The OW tried to reach out to him a few times but he ignored her. He responded once to one email about a query she had but was very curt and made it clear he would not continue the conversation.

The OW seemingly gave up and there were no more attempts of communication for a few months. After a couple of months my friend's husband started logging back into the instant messenger site that she logs into every day. After a few weeks he stopped. The OW woman tried to reach out to him again a week later in a group email requesting info of friends. He ignored her.

Then about a month later the OW visited the man's company website and viewed his bio and picture. He got an email alerting him about this. The next morning he logged back into the Instant Messenger page and he has been on it every day since. Neither of them is reaching out talking to the other but they are both logged in everyday. My friend's husband really has no need to be logged into this IM site everyday as he never uses it so my friend is very suspicious that he is now fishing. She has his passwords and is able to keep tabs on him and so far NC has not been broken, but they are both visible to the other on this IM page Monday through Friday. She has gotten advice from others and this is the advice so far:

1.) It's nothing. It's been almost 6 months and he has ignored her repeatedly and is still not directly reaching out. No worries. Just keep an eye on him.

2.) He is fishing and she needs to put the kibosh on it as this spells trouble. He clearly misses her and things could move quickly if one of them breaks the ice.

3.) He is fishing and she needs to watch him carefully, but not bust him yet as if she does, he might well go underground.

Any thoughts or advice on what this sort of behavior means and what she should do about it?

Thanks for your help!


----------



## walkonmars (Aug 21, 2012)

Find out all you can about the OW. She may be married (regardless what she says online). Does she live nearby?

Sounds like fwh is getring itchy and fishing.


----------



## distraughtfromtexas (Apr 25, 2013)

mary35 said:


> I recently got an email from a very good friend whose husband had developed some feelings for another women. I tried to get her to post on here, but she is a bit uncomfortable going on forums so I told her I would post her story to see what you all think.
> 
> Here is some background and her immediate concerns:
> 
> ...


Definitely 3. If he wanted to avoid her, he wouldn't be logged in.


----------



## alte Dame (Aug 7, 2012)

#2 - kibosh - get it out in the open with him and insist on NC, which includes no checking anything that she is logged into. He's drawn in again & these things move like lightning.


----------



## EleGirl (Dec 3, 2011)

Your friend needs to get copies of all txts, emails, etc and keep them in a safe place.. like on the cloud, or an a storage device... some place that he cannot get to

then #2.

She also needs to find out if the OW is married or in a relationship.


----------



## mary35 (Jul 18, 2010)

My friend googled the woman and she has a public job with a bio and she is definitely single and has no children. There are no emails or anything to print as they have not had any direct contact in 5 months. 

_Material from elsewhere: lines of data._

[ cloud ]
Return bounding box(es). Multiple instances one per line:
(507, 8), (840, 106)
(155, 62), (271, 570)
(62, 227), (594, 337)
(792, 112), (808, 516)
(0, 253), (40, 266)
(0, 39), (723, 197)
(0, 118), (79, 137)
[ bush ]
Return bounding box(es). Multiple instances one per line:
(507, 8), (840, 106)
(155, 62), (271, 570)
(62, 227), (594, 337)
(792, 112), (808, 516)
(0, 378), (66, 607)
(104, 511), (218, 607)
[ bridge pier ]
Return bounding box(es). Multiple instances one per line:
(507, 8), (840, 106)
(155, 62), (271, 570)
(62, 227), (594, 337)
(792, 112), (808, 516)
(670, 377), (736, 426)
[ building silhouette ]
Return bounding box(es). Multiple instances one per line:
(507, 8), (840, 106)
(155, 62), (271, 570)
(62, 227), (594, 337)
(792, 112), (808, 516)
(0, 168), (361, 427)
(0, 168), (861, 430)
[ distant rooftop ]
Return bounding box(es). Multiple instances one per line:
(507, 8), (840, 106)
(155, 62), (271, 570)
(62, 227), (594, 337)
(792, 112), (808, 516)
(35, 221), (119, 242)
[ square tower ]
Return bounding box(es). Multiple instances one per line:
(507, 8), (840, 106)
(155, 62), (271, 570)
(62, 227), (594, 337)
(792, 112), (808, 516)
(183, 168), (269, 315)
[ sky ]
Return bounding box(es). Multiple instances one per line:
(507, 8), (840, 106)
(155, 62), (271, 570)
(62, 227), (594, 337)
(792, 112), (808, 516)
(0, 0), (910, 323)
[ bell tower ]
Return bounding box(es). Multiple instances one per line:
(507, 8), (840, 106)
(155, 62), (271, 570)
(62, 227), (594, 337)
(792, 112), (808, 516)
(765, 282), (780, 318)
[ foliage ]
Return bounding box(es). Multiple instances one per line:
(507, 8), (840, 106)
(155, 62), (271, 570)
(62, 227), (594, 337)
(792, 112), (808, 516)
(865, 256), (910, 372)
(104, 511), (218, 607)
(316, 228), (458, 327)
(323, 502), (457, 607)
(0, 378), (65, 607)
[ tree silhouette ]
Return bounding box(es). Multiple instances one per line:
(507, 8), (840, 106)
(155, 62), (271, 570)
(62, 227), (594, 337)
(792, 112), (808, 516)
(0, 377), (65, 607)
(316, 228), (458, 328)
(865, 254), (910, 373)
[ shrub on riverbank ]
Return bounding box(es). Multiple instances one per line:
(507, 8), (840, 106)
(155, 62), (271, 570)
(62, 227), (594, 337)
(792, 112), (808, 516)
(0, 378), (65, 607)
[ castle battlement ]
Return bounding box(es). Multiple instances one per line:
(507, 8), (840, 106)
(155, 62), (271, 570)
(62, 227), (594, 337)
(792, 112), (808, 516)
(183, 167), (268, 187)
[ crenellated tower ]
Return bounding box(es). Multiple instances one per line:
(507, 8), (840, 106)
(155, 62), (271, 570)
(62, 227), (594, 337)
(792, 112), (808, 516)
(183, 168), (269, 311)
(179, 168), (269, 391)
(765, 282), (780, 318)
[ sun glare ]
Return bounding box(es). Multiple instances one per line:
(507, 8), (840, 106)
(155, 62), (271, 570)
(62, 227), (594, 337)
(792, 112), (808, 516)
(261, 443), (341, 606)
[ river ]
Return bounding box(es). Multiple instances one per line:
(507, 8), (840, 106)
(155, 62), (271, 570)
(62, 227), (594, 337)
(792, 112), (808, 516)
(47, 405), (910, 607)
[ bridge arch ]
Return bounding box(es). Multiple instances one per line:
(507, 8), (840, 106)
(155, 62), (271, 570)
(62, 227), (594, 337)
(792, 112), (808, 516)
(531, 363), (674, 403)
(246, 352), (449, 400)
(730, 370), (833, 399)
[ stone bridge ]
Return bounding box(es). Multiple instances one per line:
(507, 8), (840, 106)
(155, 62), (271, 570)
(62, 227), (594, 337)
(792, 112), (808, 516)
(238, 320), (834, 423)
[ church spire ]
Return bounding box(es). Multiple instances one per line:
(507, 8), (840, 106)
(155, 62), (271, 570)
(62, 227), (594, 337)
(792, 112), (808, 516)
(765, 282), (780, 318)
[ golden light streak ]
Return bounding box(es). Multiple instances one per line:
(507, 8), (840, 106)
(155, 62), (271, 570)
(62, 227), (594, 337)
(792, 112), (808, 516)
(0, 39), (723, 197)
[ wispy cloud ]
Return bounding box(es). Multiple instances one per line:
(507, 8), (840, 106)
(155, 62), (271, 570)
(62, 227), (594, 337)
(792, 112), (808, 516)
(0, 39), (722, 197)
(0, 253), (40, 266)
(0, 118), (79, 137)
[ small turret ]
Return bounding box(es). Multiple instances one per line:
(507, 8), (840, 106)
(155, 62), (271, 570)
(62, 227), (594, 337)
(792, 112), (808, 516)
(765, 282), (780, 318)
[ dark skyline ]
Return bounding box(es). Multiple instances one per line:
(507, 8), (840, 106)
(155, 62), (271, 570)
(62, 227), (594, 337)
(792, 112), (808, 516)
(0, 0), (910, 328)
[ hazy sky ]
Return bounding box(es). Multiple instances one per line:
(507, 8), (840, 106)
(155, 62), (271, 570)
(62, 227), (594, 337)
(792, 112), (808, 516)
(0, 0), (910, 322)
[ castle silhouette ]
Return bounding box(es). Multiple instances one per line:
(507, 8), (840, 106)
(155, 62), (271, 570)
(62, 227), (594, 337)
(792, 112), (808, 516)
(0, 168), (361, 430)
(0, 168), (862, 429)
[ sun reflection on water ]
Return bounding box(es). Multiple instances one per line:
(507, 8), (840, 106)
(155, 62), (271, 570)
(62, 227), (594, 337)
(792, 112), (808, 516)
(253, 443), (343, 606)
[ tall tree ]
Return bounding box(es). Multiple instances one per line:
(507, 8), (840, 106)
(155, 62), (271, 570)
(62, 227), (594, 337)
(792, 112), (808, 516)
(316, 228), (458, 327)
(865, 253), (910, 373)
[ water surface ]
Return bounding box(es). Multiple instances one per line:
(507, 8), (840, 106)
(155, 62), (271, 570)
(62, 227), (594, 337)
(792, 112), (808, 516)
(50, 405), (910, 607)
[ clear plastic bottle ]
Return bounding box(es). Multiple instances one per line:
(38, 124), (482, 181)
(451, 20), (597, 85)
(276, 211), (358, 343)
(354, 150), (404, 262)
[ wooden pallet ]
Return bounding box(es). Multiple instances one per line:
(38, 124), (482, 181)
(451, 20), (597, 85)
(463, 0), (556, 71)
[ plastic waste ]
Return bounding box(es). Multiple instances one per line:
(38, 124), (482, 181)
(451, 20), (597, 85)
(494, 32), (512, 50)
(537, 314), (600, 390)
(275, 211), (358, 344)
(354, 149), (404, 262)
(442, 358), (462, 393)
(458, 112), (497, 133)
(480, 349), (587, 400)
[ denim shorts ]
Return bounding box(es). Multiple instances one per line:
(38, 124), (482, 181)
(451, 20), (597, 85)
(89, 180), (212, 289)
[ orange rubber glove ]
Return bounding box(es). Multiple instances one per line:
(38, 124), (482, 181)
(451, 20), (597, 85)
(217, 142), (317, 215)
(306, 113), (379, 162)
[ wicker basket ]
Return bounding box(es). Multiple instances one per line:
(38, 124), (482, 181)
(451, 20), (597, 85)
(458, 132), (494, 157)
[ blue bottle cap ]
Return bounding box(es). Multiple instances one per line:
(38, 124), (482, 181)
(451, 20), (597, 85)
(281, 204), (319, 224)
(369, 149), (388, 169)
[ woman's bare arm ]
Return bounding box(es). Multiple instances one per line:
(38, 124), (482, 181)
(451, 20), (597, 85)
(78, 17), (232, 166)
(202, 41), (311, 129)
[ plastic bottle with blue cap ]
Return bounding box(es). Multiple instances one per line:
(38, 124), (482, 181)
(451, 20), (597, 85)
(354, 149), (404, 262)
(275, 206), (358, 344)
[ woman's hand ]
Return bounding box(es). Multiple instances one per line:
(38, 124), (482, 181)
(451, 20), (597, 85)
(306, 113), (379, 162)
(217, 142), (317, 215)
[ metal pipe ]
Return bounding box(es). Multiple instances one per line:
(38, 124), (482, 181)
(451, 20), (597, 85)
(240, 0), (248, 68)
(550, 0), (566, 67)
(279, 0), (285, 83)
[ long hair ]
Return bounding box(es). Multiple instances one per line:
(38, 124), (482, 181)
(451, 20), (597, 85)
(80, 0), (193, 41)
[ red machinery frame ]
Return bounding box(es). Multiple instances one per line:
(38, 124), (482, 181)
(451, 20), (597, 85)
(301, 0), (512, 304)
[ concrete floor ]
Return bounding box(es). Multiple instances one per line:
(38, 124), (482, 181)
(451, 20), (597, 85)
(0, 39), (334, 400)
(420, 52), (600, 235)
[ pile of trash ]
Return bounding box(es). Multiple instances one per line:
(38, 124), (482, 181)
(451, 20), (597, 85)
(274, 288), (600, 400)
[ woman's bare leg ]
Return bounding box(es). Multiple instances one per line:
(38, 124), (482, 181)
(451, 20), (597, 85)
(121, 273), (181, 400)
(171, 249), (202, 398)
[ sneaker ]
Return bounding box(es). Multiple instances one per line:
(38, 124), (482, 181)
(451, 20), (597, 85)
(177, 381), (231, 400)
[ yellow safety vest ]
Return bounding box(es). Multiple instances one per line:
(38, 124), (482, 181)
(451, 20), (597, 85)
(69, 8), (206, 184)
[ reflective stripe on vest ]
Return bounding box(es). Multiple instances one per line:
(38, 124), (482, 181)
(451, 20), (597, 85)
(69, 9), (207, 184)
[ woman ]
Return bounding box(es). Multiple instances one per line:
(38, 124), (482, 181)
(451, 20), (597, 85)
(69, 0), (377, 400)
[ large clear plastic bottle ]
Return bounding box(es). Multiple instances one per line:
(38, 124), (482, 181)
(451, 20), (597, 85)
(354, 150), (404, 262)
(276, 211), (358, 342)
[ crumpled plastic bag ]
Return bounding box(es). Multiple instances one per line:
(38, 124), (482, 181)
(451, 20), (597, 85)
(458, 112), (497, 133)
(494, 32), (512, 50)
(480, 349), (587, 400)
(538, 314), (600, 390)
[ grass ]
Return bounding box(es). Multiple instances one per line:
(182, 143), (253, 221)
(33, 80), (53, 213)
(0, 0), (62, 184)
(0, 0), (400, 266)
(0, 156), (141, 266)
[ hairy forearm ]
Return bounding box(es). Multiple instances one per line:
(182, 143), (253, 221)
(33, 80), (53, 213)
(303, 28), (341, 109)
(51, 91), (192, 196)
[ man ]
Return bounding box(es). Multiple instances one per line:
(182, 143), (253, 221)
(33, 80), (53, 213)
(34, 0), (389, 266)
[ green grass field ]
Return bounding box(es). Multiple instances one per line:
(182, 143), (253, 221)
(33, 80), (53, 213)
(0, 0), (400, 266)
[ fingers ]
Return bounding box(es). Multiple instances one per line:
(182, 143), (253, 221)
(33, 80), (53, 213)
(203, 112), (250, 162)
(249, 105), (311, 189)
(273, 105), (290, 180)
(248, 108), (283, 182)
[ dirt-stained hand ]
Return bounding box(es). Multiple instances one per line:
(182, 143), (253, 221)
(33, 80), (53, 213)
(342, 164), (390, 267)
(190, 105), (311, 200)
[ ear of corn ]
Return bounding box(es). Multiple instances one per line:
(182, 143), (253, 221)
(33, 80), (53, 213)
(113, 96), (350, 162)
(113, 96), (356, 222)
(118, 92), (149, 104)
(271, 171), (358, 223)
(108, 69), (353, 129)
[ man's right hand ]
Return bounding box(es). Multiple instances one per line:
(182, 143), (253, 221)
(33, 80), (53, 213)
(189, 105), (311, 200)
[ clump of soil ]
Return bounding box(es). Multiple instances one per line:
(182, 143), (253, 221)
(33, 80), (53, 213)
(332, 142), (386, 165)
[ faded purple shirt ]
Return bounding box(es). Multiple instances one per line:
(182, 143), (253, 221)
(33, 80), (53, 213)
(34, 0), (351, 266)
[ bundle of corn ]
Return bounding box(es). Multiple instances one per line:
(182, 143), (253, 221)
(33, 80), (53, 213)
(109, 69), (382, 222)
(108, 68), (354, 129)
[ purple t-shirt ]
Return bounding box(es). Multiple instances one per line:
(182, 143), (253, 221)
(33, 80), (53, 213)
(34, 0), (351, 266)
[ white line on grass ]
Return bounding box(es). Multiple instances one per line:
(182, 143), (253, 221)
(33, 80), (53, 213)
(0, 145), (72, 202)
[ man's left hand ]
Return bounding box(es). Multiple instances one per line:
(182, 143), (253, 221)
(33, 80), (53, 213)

He was the one who put the kibosh on it 5 months ago. Something clicked in his head and he pulled back and was very clear their relationship was over. He has not directly contacted the OW since then. My friend was beginning to think she was out of the woods. 

Why would he do this now and risk starting it all up again? He ignored her attempts to be in touch directly a few months back. Then he ignored a few group email things she sent him very recently. So my friend was feeling confident he was over it. Then out of the blue he logs into the IM page last month for a few weeks where she is logged into every day. Then did it again this month after the OW went to view his company bio and he got an email notifying him of it. He and my friend have a good marriage and he seems to adore my friend. What is he thinking by doing this after being so strong for nearly half a year. She can't work out what would trigger him and after SO long.

My friends questions are: 

Why NOW after so long and is this really fishing?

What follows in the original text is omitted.